对于一个二维复稀疏信号, 可以用矩阵形式来表示, 假设二维复稀疏信号 $X\in {{C}^{N\times D}}$只有 K 个非零元素, 此时称 X 是 K 稀疏的, X 的稀疏程度可以用稀疏度向量 ${ K}=[K_1, K_2, \cdots, K_d, \cdots, K_D]$ 来表示, 其中 K_d 表示 X 的第 d 列的稀疏度, 显然有 $K=\|{ K}\|_1$. 图 1给出了二维复稀疏信号的示意图. 图 1 (a)给出了信号的幅度和位置, 为更清晰地描述信号结构, 图 1 (b)给出了信号的位置关系图, 其中黑点表示该点为非零元素, 白点表示该点为零元素. 可以看出, 当二维复稀疏信号具有任意稀疏结构时, 其每一列的稀疏度和非零元素的位置都是任意的. 而二维复稀疏信号的重建可表示为如下的数学问题:

$Y=\Theta X$

(1)

图 1 任意稀疏结构二维复稀疏信号示意图

Fig. 1 The illustration of the 2D complex sparse signal

下载: 全尺寸图片幻灯片

其中, $ Y=[{ y}_1, {{ y}_{2}}, \cdots , {{ y}_{D}}] $为二维的量测值矩阵, $X=\left[{{ x}_{1}}, {{ x}_{2}}, \cdots , {{ x}_{D}} \right]$ 为待重建的二维稀疏矩阵, 此时可以利用并行CS方案进行求解 ^[17], 事实上, 式(1)可等效为 D 个一维复稀疏信号重建, 即

${{ y}_d}=\Theta {{ x}_{d}} , \qquad d=1, \cdots , D$

(2)

其中, ${ y}_d\in C^{M}$为第 d 列量测向量, D 为二维复稀疏信号的总列数, ${{ x}_{d}}\in {C^{N}}$ 为待重建的第 d 列一维复稀疏向量.
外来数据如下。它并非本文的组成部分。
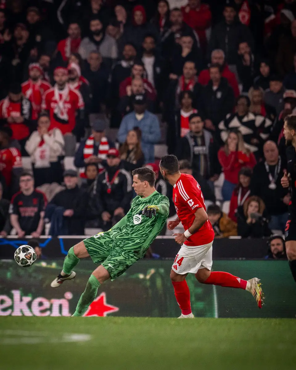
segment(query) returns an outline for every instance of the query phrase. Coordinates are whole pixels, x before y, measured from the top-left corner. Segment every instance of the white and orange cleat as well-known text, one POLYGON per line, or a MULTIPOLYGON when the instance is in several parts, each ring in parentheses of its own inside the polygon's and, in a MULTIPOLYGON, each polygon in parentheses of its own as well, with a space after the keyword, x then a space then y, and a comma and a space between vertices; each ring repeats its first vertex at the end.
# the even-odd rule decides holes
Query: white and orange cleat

利用X的稀疏特性约束, 求解式(1)的稀疏解问题可以描述为如下优化问题 ^[18]:

$\underset{X\in {C^{N\times D}}}{\mathop{\min }} {{\left\| X \right\|}_{0, q}} {\rm s. t.} Y=\Theta X$

(3)

其中, ${{\left\| X \right\|}_{0, q}}=\left| {\rm supp}\left( X \right) \right|$, ${\rm supp}\left( X \right)$ 为 X 的支撑集, 即非零元素的个数. 文献^[17]证明了利用并行CS方案时, 若感知矩阵 $\Theta$ 满足RIP条件, 则二维复稀疏信号 X 能够从量测值 Y 中精确重建出来. 由于式(3)是NP难的问题, 在感知矩阵 $\Theta$ 满足RIP条件下, 可将式(3)转化为以下凸优化问题 ^[18]:

$\underset{X\in {C^{N\times D}}}{\mathop{\min }} {{\left\| X \right\|}_{1}} {\rm s. t.} Y=\Theta X$

(4)

其中, 矩阵的1-范数定义为 ${{\left\| X \right\|}_{1}}=\sum\nolimits_{i=1}^{N}{\sum\nolimits_{j=1}^{N}{\left| {{X}_{i, j}} \right|}}$.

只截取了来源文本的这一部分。